Accompanied by Willett’s naif-like companion Coley (Will Hutchins) and, later, by a sneering gunman named Billy Spear (Nicholson) in league with the Woman, they make their way across an arid plain. Coley and Willett know where they’re going but not why. Billy and the Woman know why they’re making the journey but not where it will take them. The two halves of the party do not trust each other and have no reason to. The answer might lie in the recent past. Willett and Coley suspect the Woman and Billy’s quest might have something to do with Willett’s brother Coigne, who disappeared after an incident in the nearby town of Winslow. Coigne, Coley tells Willett though he didn’t witness it himself, “ran a man and a little person down in the streets of Winslow. Maybe a child.”
What happened, The Shooting never reveals and a final scene in which reality itself appears to break down raises more questions than answers. Even before that point, the film becomes increasingly abstract. The tension between the characters intensifies even as the details of their situation becomes less clear. Who is this woman that employed Willett and Coley? Who is the seeming sadist who rides beside her? Where does this trail end? Does it end? Hellman’s previous work included a production of Waiting for Godot staged as a western. In some ways, this is a reprise.
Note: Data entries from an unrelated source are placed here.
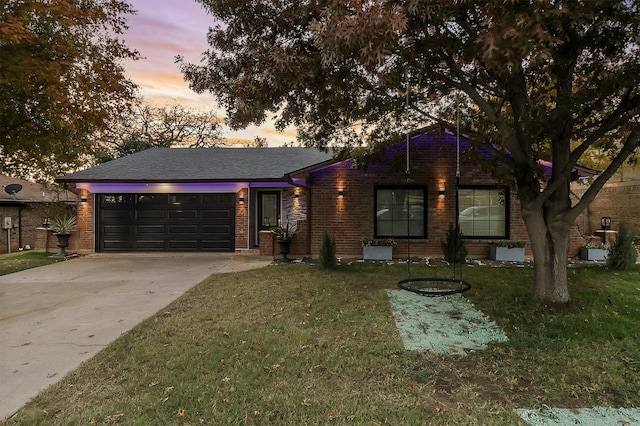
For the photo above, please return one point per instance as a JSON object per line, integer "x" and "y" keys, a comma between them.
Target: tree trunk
{"x": 550, "y": 247}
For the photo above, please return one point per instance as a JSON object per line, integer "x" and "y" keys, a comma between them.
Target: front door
{"x": 268, "y": 209}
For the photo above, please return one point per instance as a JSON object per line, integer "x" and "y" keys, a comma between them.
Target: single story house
{"x": 227, "y": 199}
{"x": 22, "y": 212}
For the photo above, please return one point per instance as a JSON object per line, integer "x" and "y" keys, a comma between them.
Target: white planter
{"x": 507, "y": 254}
{"x": 377, "y": 252}
{"x": 593, "y": 254}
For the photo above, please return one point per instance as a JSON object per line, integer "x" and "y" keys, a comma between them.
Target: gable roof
{"x": 204, "y": 164}
{"x": 32, "y": 192}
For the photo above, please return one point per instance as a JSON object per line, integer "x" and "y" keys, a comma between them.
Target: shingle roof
{"x": 203, "y": 164}
{"x": 31, "y": 192}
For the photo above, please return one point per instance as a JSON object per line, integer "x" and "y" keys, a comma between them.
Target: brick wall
{"x": 350, "y": 218}
{"x": 242, "y": 220}
{"x": 83, "y": 241}
{"x": 618, "y": 200}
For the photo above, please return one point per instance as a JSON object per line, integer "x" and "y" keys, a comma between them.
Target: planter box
{"x": 593, "y": 254}
{"x": 377, "y": 252}
{"x": 506, "y": 254}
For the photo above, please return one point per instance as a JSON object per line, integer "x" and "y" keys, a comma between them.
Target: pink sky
{"x": 163, "y": 29}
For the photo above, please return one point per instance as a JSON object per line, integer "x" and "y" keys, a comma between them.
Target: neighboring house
{"x": 227, "y": 199}
{"x": 20, "y": 214}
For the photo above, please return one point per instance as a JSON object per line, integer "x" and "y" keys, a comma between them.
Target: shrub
{"x": 328, "y": 251}
{"x": 622, "y": 253}
{"x": 453, "y": 247}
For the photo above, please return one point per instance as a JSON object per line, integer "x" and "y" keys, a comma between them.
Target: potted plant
{"x": 507, "y": 251}
{"x": 62, "y": 225}
{"x": 377, "y": 248}
{"x": 285, "y": 234}
{"x": 594, "y": 251}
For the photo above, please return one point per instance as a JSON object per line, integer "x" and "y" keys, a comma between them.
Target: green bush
{"x": 453, "y": 247}
{"x": 622, "y": 253}
{"x": 328, "y": 251}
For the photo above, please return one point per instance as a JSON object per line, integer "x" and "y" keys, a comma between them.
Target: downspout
{"x": 308, "y": 191}
{"x": 20, "y": 227}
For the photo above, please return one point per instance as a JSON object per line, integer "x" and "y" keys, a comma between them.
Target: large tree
{"x": 144, "y": 126}
{"x": 61, "y": 76}
{"x": 538, "y": 79}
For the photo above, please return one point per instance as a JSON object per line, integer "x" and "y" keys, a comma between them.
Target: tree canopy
{"x": 544, "y": 79}
{"x": 61, "y": 76}
{"x": 144, "y": 126}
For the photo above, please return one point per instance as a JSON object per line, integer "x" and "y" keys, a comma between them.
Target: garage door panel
{"x": 183, "y": 214}
{"x": 173, "y": 222}
{"x": 215, "y": 229}
{"x": 151, "y": 214}
{"x": 216, "y": 245}
{"x": 190, "y": 245}
{"x": 116, "y": 214}
{"x": 117, "y": 245}
{"x": 150, "y": 230}
{"x": 215, "y": 214}
{"x": 150, "y": 244}
{"x": 183, "y": 229}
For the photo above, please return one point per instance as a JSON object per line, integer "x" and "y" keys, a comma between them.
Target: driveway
{"x": 54, "y": 317}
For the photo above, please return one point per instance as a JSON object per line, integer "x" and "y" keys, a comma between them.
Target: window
{"x": 400, "y": 212}
{"x": 483, "y": 212}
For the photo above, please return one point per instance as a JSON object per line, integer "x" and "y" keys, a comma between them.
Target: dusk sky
{"x": 163, "y": 29}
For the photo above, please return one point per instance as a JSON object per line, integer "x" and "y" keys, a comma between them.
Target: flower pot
{"x": 507, "y": 254}
{"x": 377, "y": 252}
{"x": 593, "y": 254}
{"x": 63, "y": 243}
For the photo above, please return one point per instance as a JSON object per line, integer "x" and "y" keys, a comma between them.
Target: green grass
{"x": 296, "y": 345}
{"x": 14, "y": 262}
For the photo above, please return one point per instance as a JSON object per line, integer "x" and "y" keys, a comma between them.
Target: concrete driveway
{"x": 54, "y": 317}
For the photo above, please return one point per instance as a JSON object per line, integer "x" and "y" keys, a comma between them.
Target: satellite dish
{"x": 13, "y": 189}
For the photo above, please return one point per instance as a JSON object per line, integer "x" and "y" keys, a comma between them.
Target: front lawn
{"x": 295, "y": 345}
{"x": 19, "y": 261}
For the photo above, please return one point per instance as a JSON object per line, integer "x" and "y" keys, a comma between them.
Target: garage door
{"x": 165, "y": 222}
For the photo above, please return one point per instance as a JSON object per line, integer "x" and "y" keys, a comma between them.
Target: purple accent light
{"x": 174, "y": 187}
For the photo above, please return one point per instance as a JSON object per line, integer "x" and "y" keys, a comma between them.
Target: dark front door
{"x": 268, "y": 209}
{"x": 166, "y": 222}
“Samuel Beckett’s influence is felt so strongly in Monte Hellman’s films that even if one were not aware of Hellman’s oft-professed love of Beckett, it wouldn’t be all that difficult to guess,” Sheila O’Malley wrote of the director in a 2021 appreciation of the great Two-Lane Blacktop. But where Beckett is often staged on the barest of stages, Hellman sought out the Kanab area for these films. (“There certainly were a lot of people urging us to shoot in California,” he told me in the same interview.) The vistas of both The Shooting and Ride in the Whirlwind instantly establish the setting as the West, but the images offer no specifics. In films that strip dialogue and exposition to the bare essentials, the setting responds in kind. They don’t take place against the backdrop of sweeping majesty, though the nearby Grand Staircase would have offered one of those. They’re as plain and unforgiving as the lives they depict.
Some of the specific spots used in the film no longer exist. In a special feature included on the Criterion Collection disc of both films, Hellman returns to Utah and finds that the artificially created Lake Powell now covers some of the filming locations. But even this feat of engineering is just a blip on the landscape. You can easily visit the West of Hellman’s film by traveling just a few miles away from the Little Hollywood museum that serves as the final resting place for other movies made in the area. It seems to go on forever and looks like the sort of place where it would be easy to get lost.
Wonderful writeup, Keith. THE SHOOTING is one of my favorite Westerns, if not my favorite. RIDE IN THE WHIRLWIND is also very great. These are the films that introduced me to Monte Hellman, thanks to the Criterion Blu-ray. Excited to read your interview with him!
Great writeup! These are both on my list of need-to-see Westerns (and they get mentioned in film historian James D'Arc's excellent When Hollywood Came to Utah for those interested in learning more about the area.)